Chez Descartes, il suffisait de chercher à connaître l'Être, il était évident que l'Être existait, qu'il y avait de l'Être il y avait un dieu... En proie à un doute, mais à un doute somme toute tout à fait formel, méthodologique... Avec la modernité il y a une immense vacance, un immense creux, et c'est peut-être pour s'assurer qu'il y a quelque chose quand même, qu'il y a "du monde", qu'il y a du réel... qu'on photographie.

Cependant, sans que jamais cela, photographier, cette épreuve, puisse se constituer, valoir comme preuve.

Il y a un mode de représentation, au XVIIème siècle répandu, ce sont les Vanités. Le peintre y représente l'art, c'est à dire représente l'activité même de ce qui est le tableau, de ce qui est la vanité en tant que tableau, en tant que peinture, et y mêle l'image de la mort, ce crâne, c'est à dire l'au-delà, la métaphysique, et s'établit un rapport de hiérarchie, un rapport de valeurs. C'est une façon pour l'art de se nier lui-même dans sa représentation, et, en même temps, de montrer que dans ce déni même, l'art garde toute son importance, toute sa prétention, qu'il a ses raisons d'être puisque, ce tableau là, malgré tout, malgré la futilité qu'il affiche de lui-même, de la peinture, il a été peint et il sera regardé par des gens.

Alors aussi cette image nous rappelle ceci que l'image est visible et invisible... qu'il y a ce qui importe ce qui n'est pas là. Si l'on veut c'est le sens derrière le signifiant, derrière le référent ou l'icône, toutes ces choses-là qui sont très approximatives, que la linguistique moderne a construite de façon très approximative... Si l'image ne fait que montrer, s'il n'y a rien au dedans, s'il n'y a pas l'idée coexistant au visible, l'image ne nous apprend rien qu'une satisfaction de jolie image, une satisfaction anecdotique, artisanale, sociologique, une satisfaction de jolie image, or assurément il y a quelque chose de plus important que de montrer du doigt... Le non-dit, qui n'est pas l'ineffable mais est déjà au-delà même du dit et bien sûr par delà le montré, ce non-dit dont on sente la présence, la séduction...

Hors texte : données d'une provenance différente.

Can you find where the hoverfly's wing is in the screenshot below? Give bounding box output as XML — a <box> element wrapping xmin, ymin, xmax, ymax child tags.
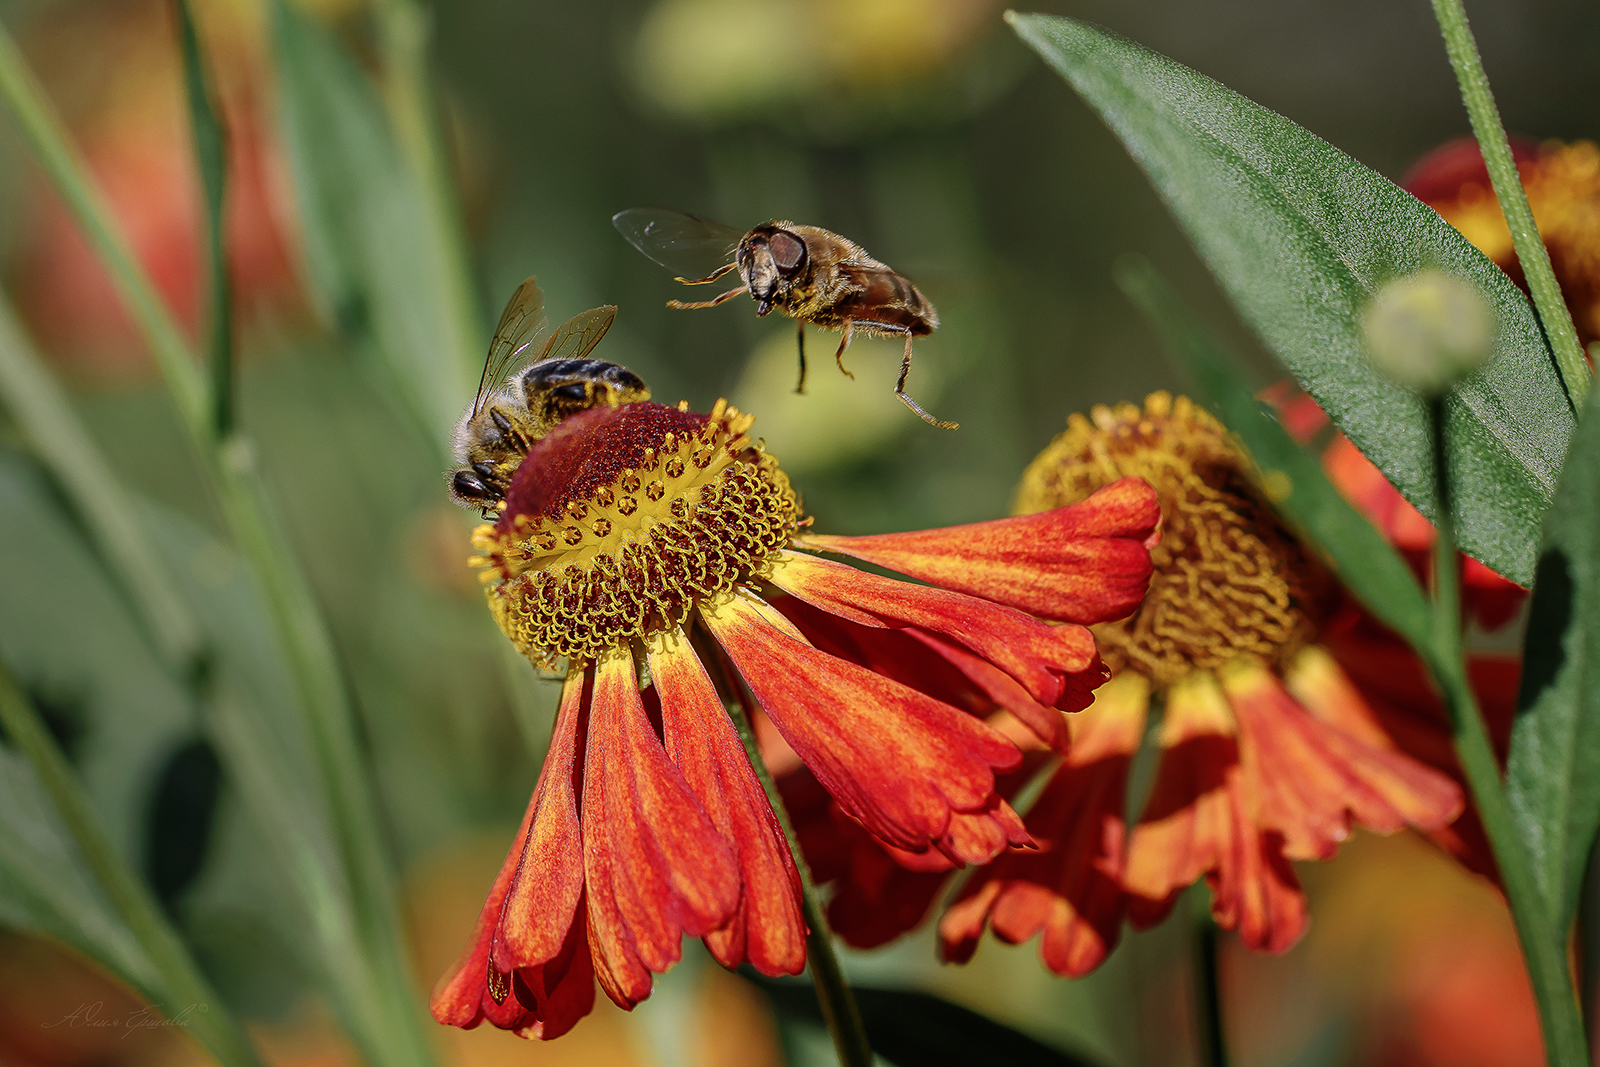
<box><xmin>473</xmin><ymin>276</ymin><xmax>553</xmax><ymax>415</ymax></box>
<box><xmin>612</xmin><ymin>208</ymin><xmax>745</xmax><ymax>281</ymax></box>
<box><xmin>533</xmin><ymin>305</ymin><xmax>618</xmax><ymax>364</ymax></box>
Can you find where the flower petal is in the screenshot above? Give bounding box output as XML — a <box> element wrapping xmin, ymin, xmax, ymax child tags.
<box><xmin>1221</xmin><ymin>658</ymin><xmax>1463</xmax><ymax>862</ymax></box>
<box><xmin>939</xmin><ymin>673</ymin><xmax>1147</xmax><ymax>977</ymax></box>
<box><xmin>798</xmin><ymin>477</ymin><xmax>1160</xmax><ymax>624</ymax></box>
<box><xmin>492</xmin><ymin>671</ymin><xmax>587</xmax><ymax>973</ymax></box>
<box><xmin>701</xmin><ymin>591</ymin><xmax>1023</xmax><ymax>862</ymax></box>
<box><xmin>1123</xmin><ymin>671</ymin><xmax>1308</xmax><ymax>954</ymax></box>
<box><xmin>647</xmin><ymin>629</ymin><xmax>807</xmax><ymax>977</ymax></box>
<box><xmin>769</xmin><ymin>550</ymin><xmax>1100</xmax><ymax>710</ymax></box>
<box><xmin>581</xmin><ymin>649</ymin><xmax>740</xmax><ymax>1007</ymax></box>
<box><xmin>433</xmin><ymin>670</ymin><xmax>588</xmax><ymax>1032</ymax></box>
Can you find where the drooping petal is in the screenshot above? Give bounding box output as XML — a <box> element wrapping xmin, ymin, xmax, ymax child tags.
<box><xmin>768</xmin><ymin>550</ymin><xmax>1099</xmax><ymax>712</ymax></box>
<box><xmin>798</xmin><ymin>477</ymin><xmax>1160</xmax><ymax>624</ymax></box>
<box><xmin>939</xmin><ymin>673</ymin><xmax>1147</xmax><ymax>977</ymax></box>
<box><xmin>433</xmin><ymin>670</ymin><xmax>589</xmax><ymax>1034</ymax></box>
<box><xmin>1221</xmin><ymin>659</ymin><xmax>1463</xmax><ymax>862</ymax></box>
<box><xmin>646</xmin><ymin>629</ymin><xmax>807</xmax><ymax>977</ymax></box>
<box><xmin>701</xmin><ymin>591</ymin><xmax>1025</xmax><ymax>863</ymax></box>
<box><xmin>581</xmin><ymin>648</ymin><xmax>740</xmax><ymax>1008</ymax></box>
<box><xmin>492</xmin><ymin>671</ymin><xmax>588</xmax><ymax>974</ymax></box>
<box><xmin>507</xmin><ymin>911</ymin><xmax>596</xmax><ymax>1041</ymax></box>
<box><xmin>1123</xmin><ymin>670</ymin><xmax>1309</xmax><ymax>954</ymax></box>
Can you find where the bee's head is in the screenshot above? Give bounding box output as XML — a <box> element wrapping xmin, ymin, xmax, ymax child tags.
<box><xmin>738</xmin><ymin>226</ymin><xmax>808</xmax><ymax>310</ymax></box>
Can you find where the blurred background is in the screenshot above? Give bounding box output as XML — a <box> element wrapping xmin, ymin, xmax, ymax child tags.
<box><xmin>0</xmin><ymin>0</ymin><xmax>1593</xmax><ymax>1064</ymax></box>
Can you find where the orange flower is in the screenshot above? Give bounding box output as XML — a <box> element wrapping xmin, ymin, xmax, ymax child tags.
<box><xmin>430</xmin><ymin>398</ymin><xmax>1160</xmax><ymax>1038</ymax></box>
<box><xmin>1405</xmin><ymin>136</ymin><xmax>1600</xmax><ymax>347</ymax></box>
<box><xmin>1262</xmin><ymin>385</ymin><xmax>1525</xmax><ymax>880</ymax></box>
<box><xmin>812</xmin><ymin>393</ymin><xmax>1465</xmax><ymax>972</ymax></box>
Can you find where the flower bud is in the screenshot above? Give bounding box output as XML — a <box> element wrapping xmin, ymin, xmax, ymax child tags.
<box><xmin>1362</xmin><ymin>270</ymin><xmax>1494</xmax><ymax>395</ymax></box>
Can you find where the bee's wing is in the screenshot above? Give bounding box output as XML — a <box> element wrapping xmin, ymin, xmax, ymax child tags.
<box><xmin>612</xmin><ymin>208</ymin><xmax>745</xmax><ymax>281</ymax></box>
<box><xmin>533</xmin><ymin>305</ymin><xmax>619</xmax><ymax>364</ymax></box>
<box><xmin>473</xmin><ymin>276</ymin><xmax>553</xmax><ymax>416</ymax></box>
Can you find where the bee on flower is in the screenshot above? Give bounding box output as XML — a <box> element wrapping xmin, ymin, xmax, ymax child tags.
<box><xmin>430</xmin><ymin>389</ymin><xmax>1162</xmax><ymax>1039</ymax></box>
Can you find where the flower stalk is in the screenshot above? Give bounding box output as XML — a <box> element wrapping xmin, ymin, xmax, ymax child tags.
<box><xmin>1190</xmin><ymin>893</ymin><xmax>1231</xmax><ymax>1067</ymax></box>
<box><xmin>1428</xmin><ymin>0</ymin><xmax>1591</xmax><ymax>412</ymax></box>
<box><xmin>0</xmin><ymin>20</ymin><xmax>437</xmax><ymax>1067</ymax></box>
<box><xmin>0</xmin><ymin>659</ymin><xmax>266</xmax><ymax>1067</ymax></box>
<box><xmin>703</xmin><ymin>632</ymin><xmax>875</xmax><ymax>1067</ymax></box>
<box><xmin>1426</xmin><ymin>398</ymin><xmax>1587</xmax><ymax>1067</ymax></box>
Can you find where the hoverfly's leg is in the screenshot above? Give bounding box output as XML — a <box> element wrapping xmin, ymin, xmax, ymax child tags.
<box><xmin>667</xmin><ymin>286</ymin><xmax>746</xmax><ymax>310</ymax></box>
<box><xmin>892</xmin><ymin>329</ymin><xmax>957</xmax><ymax>430</ymax></box>
<box><xmin>832</xmin><ymin>323</ymin><xmax>856</xmax><ymax>380</ymax></box>
<box><xmin>672</xmin><ymin>262</ymin><xmax>739</xmax><ymax>286</ymax></box>
<box><xmin>795</xmin><ymin>323</ymin><xmax>807</xmax><ymax>394</ymax></box>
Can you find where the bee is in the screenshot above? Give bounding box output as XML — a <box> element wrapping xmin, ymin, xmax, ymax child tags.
<box><xmin>449</xmin><ymin>275</ymin><xmax>650</xmax><ymax>514</ymax></box>
<box><xmin>613</xmin><ymin>208</ymin><xmax>954</xmax><ymax>429</ymax></box>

La présence... L'image par nature est ce qui est visible, est ce qui donne à voir, ce qui affirme la visibilité du monde, la représentation du monde... à travers des conventions, à travers un code, le Quattrocento, etc. Et ce code même, dans sa représentation la plus triviale, affirme de l'invisible, reprend une métaphysique, une conception du monde, conception de l'humanisme, de l'oeil de l'homme comme regard central sur le monde...

Il y a cette peinture qu'on appelle peinture métaphysique, la peinture de Chirico, de Morandi, de Chirico surtout. Elle représente justement cette vacance, elle représente une vacance de l'Être Ce sont des places avec des statues, ce sont des objets, des ombres... des géométries... toutes choses qui somme toute appartiennent au domaine du conceptuel, c'est une peinture conceptuelle... métaphysique en tant qu'elle renvoie à des vides, c'est la représentation de vides, des places, des trains statufiés dont la fumée monte toute droite, une peinture vide, sans touche, sans éclat...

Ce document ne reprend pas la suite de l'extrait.